The short version is, I'm ditching my cable company. They have been systematically removing channels from their lineup while simultaneously increasing their charges. Um, no. That is not how we do business, folks. I called to complain, told them I would discontinue service if they didn't adjust my bill to reflect my decreasing service, but got nowhere until I actually did set up service with another provider. When I called the current place to cancel, they offered me the moon to stick with them. Too little, too late, Charter! You should have taken me seriously when I called the first time.

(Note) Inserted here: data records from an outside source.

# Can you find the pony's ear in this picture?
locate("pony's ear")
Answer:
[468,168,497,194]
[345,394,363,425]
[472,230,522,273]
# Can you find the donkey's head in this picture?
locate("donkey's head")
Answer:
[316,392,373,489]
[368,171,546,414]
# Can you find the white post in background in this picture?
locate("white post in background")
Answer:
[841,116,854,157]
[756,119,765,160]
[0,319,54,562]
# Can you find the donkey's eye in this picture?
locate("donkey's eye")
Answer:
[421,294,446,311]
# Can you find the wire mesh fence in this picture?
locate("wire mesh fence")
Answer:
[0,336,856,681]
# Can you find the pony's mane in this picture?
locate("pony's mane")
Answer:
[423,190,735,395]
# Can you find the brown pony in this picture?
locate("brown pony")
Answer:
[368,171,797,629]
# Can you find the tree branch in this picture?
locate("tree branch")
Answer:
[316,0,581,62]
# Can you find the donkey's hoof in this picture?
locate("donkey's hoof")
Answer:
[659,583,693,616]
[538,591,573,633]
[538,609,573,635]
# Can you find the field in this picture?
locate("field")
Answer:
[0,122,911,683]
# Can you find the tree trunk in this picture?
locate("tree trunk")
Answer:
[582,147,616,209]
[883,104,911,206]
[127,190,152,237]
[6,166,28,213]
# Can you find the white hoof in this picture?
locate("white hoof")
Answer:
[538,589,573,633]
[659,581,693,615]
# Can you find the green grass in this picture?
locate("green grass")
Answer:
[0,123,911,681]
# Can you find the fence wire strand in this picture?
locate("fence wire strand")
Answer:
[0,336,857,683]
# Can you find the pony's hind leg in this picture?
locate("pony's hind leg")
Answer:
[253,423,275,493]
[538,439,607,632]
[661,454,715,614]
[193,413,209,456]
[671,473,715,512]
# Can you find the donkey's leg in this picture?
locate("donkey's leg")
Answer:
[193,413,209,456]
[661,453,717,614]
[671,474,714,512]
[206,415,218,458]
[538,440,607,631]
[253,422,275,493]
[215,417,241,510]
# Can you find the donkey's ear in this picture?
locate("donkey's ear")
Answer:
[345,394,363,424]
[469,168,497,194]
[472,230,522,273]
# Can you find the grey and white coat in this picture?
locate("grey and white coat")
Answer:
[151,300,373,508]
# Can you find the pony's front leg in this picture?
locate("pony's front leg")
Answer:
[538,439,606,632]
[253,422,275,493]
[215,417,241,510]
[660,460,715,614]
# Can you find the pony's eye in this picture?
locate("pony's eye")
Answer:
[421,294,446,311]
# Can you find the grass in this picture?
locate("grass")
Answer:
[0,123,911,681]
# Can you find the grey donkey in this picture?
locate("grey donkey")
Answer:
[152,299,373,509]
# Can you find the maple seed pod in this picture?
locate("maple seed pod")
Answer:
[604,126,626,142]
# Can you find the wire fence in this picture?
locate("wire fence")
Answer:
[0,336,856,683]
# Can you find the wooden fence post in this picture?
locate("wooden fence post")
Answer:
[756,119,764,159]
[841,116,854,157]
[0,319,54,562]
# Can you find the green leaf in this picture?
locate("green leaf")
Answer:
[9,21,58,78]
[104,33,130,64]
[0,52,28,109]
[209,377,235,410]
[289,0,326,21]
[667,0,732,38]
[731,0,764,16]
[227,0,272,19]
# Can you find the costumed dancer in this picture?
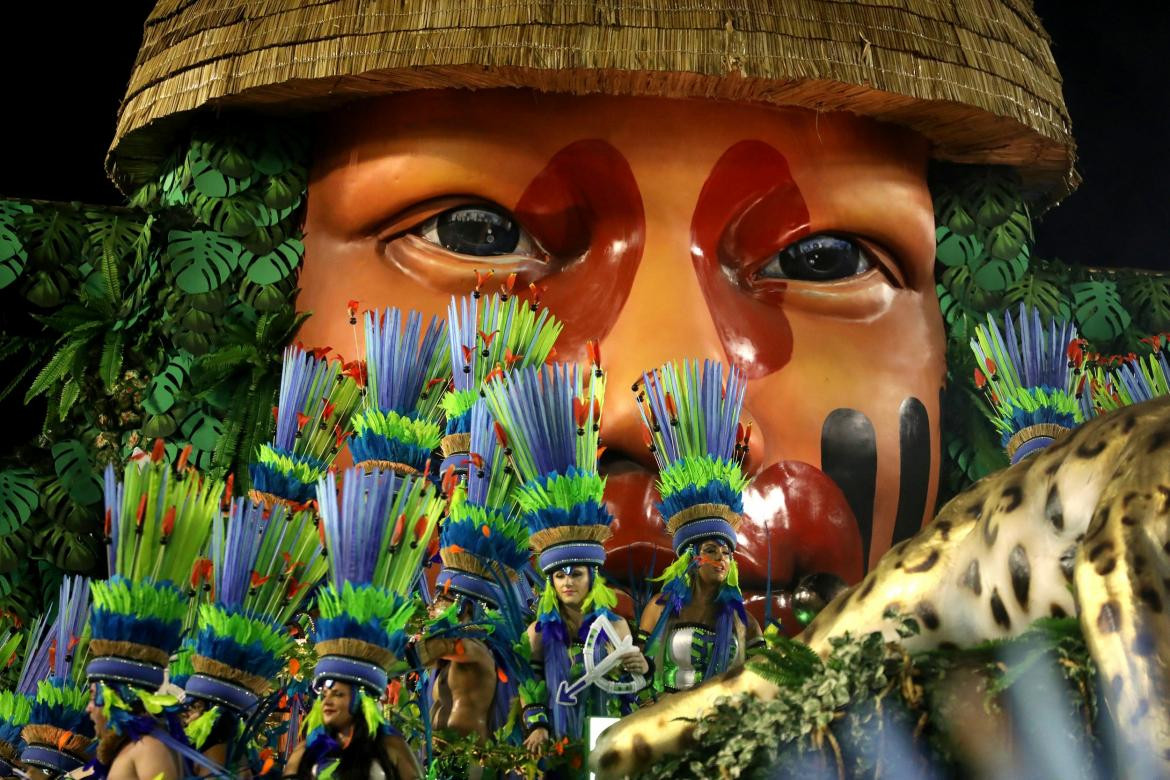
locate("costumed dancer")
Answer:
[971,304,1086,464]
[418,402,529,739]
[487,360,648,753]
[440,284,564,477]
[284,468,443,780]
[20,577,94,780]
[184,498,328,774]
[350,308,450,475]
[0,617,30,779]
[635,360,761,692]
[85,441,223,780]
[248,346,362,509]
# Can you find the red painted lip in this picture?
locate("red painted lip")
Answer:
[601,457,865,593]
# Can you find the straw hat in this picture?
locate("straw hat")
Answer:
[108,0,1078,200]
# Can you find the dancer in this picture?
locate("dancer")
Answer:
[635,360,761,692]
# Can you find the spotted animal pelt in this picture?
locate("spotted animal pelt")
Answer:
[591,398,1170,778]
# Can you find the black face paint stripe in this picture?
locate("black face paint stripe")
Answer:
[890,398,930,545]
[820,408,878,568]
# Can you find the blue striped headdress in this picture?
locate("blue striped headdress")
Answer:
[350,308,450,474]
[971,304,1085,463]
[248,346,360,505]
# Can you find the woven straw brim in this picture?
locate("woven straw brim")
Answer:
[108,0,1076,199]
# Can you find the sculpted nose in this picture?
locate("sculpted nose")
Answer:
[601,242,739,469]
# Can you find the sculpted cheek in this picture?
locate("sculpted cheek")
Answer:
[691,140,808,379]
[515,139,646,350]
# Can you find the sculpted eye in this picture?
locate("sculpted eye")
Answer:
[752,235,873,282]
[413,205,542,257]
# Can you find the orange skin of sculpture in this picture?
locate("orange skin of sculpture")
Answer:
[298,90,944,624]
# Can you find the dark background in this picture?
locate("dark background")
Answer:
[0,0,1170,270]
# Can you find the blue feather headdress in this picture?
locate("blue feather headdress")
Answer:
[971,304,1085,463]
[248,346,362,505]
[350,308,450,475]
[20,577,94,776]
[315,468,442,695]
[442,291,564,474]
[85,442,223,691]
[435,402,529,608]
[184,498,326,725]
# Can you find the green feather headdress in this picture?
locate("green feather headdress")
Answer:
[87,442,223,690]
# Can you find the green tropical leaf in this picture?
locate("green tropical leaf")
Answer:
[1004,268,1073,320]
[166,230,241,292]
[1072,279,1131,346]
[987,210,1032,260]
[0,469,40,536]
[1121,272,1170,333]
[179,409,223,453]
[143,354,191,414]
[16,206,84,265]
[240,239,304,284]
[97,331,124,389]
[49,439,102,505]
[969,244,1028,292]
[935,226,983,268]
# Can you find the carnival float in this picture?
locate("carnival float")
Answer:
[0,0,1170,779]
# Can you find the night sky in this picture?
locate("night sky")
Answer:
[0,0,1170,270]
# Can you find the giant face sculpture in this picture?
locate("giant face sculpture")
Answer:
[298,90,944,608]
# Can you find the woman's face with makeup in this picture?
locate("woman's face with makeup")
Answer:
[298,90,944,617]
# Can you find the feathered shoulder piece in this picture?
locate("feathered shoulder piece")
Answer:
[20,577,94,776]
[85,441,223,691]
[971,304,1085,463]
[442,284,564,474]
[315,468,442,693]
[484,360,613,573]
[185,498,326,720]
[635,360,750,554]
[248,346,363,505]
[350,308,450,475]
[435,401,529,608]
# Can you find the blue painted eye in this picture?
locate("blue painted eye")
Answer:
[415,205,539,257]
[753,235,872,282]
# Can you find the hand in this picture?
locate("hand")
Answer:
[524,727,549,755]
[621,648,651,675]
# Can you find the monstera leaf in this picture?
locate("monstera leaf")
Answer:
[1121,272,1170,333]
[1004,274,1073,320]
[1072,279,1130,346]
[49,439,102,504]
[166,230,241,292]
[0,469,40,536]
[935,227,983,268]
[143,354,191,414]
[987,210,1032,260]
[969,244,1028,292]
[963,168,1023,229]
[0,201,33,290]
[240,239,304,284]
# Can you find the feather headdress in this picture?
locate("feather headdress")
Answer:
[248,346,362,505]
[971,304,1085,463]
[435,402,529,608]
[638,360,750,554]
[20,577,94,776]
[484,365,613,573]
[85,442,223,691]
[350,308,450,474]
[442,288,564,474]
[314,468,442,699]
[185,498,326,725]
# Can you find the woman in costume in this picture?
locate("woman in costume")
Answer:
[487,365,648,753]
[284,468,442,780]
[639,360,761,692]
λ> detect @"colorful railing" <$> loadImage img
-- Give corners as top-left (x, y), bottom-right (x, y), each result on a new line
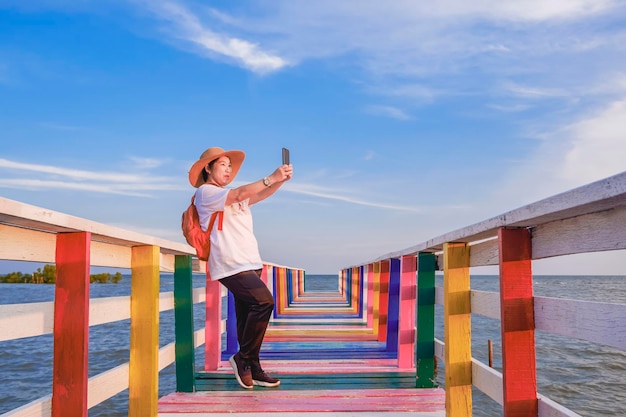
top-left (0, 169), bottom-right (626, 417)
top-left (0, 198), bottom-right (300, 417)
top-left (344, 172), bottom-right (626, 417)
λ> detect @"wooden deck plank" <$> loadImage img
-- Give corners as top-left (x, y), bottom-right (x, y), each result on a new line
top-left (158, 388), bottom-right (445, 417)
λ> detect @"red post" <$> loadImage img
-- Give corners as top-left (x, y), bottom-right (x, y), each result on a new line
top-left (52, 232), bottom-right (91, 417)
top-left (498, 228), bottom-right (538, 417)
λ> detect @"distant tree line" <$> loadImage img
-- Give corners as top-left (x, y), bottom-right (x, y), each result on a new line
top-left (0, 265), bottom-right (122, 284)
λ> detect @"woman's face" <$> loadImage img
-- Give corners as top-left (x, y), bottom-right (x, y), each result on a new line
top-left (206, 156), bottom-right (232, 187)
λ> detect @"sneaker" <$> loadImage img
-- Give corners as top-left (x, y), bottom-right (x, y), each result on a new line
top-left (228, 352), bottom-right (254, 389)
top-left (251, 360), bottom-right (280, 387)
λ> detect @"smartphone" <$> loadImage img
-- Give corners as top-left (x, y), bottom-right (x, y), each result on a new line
top-left (283, 148), bottom-right (289, 165)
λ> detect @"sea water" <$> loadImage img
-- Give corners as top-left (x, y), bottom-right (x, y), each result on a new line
top-left (0, 274), bottom-right (626, 417)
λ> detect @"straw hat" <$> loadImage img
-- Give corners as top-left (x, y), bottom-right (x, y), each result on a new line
top-left (189, 148), bottom-right (246, 188)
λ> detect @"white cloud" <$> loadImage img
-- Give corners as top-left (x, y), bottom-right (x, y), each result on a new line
top-left (560, 100), bottom-right (626, 183)
top-left (365, 106), bottom-right (413, 120)
top-left (139, 1), bottom-right (289, 74)
top-left (0, 158), bottom-right (181, 197)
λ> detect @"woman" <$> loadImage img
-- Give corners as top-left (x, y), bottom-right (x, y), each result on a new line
top-left (189, 148), bottom-right (293, 389)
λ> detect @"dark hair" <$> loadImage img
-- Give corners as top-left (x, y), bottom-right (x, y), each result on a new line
top-left (202, 159), bottom-right (217, 182)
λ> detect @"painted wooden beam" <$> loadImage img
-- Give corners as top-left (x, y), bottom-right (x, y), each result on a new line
top-left (174, 255), bottom-right (196, 392)
top-left (204, 274), bottom-right (222, 371)
top-left (387, 258), bottom-right (400, 353)
top-left (398, 256), bottom-right (417, 368)
top-left (378, 259), bottom-right (390, 342)
top-left (366, 264), bottom-right (375, 330)
top-left (128, 246), bottom-right (160, 417)
top-left (52, 232), bottom-right (91, 417)
top-left (443, 243), bottom-right (472, 417)
top-left (415, 252), bottom-right (437, 388)
top-left (498, 228), bottom-right (537, 417)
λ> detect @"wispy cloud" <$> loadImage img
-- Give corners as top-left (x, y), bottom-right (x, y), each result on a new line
top-left (365, 106), bottom-right (413, 120)
top-left (136, 0), bottom-right (289, 74)
top-left (283, 183), bottom-right (423, 213)
top-left (0, 158), bottom-right (181, 197)
top-left (560, 100), bottom-right (626, 183)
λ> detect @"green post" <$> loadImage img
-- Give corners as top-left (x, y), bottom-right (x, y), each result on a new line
top-left (174, 255), bottom-right (196, 392)
top-left (415, 252), bottom-right (437, 388)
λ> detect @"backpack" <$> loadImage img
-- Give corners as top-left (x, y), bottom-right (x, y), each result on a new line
top-left (181, 195), bottom-right (224, 261)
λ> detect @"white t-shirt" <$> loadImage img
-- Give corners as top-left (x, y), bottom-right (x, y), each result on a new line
top-left (195, 184), bottom-right (263, 280)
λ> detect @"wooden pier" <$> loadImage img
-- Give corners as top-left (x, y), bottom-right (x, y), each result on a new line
top-left (0, 172), bottom-right (626, 417)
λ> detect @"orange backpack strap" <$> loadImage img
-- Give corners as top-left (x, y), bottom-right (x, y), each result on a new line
top-left (191, 194), bottom-right (224, 233)
top-left (206, 211), bottom-right (224, 233)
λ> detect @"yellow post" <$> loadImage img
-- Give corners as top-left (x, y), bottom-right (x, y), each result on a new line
top-left (128, 246), bottom-right (160, 417)
top-left (443, 243), bottom-right (472, 417)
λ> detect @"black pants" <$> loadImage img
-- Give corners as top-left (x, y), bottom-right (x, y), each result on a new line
top-left (220, 270), bottom-right (274, 359)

So the cable company also provides my internet connection. I'm scheduled to switch on Wednesday, but things tend to not go as planned around here. I would not be surprised if I got disconnected early, or if the new people didn't show up on time or something. So, if I'm not around for a couple days, y'all know why.
Today was a better day. A good nights' sleep did wonders. Still spending too much time stuck in my head, but I'll get there. I decided I'm not making any decisions about anything until after my mammo on Thursday. I can't focus right now, and I don't want to jump into anything like a major purchase until I can think it through clearly. I am also not going to beat myself up for eating PopTarts, or anything else with no nutritional value, until after I get my all clear. I'm not much of a drinker, I don't smoke, I don't even like to go shopping. So, while I wish I was one of those people who exercise compulsively when stressed, I am not. I eat. And I'm going to be okay with that, at least for the next few days.
Thank you all for the supportive comments. I have the best cyber neighbors ever. I wish I could invite y'all over for brownies.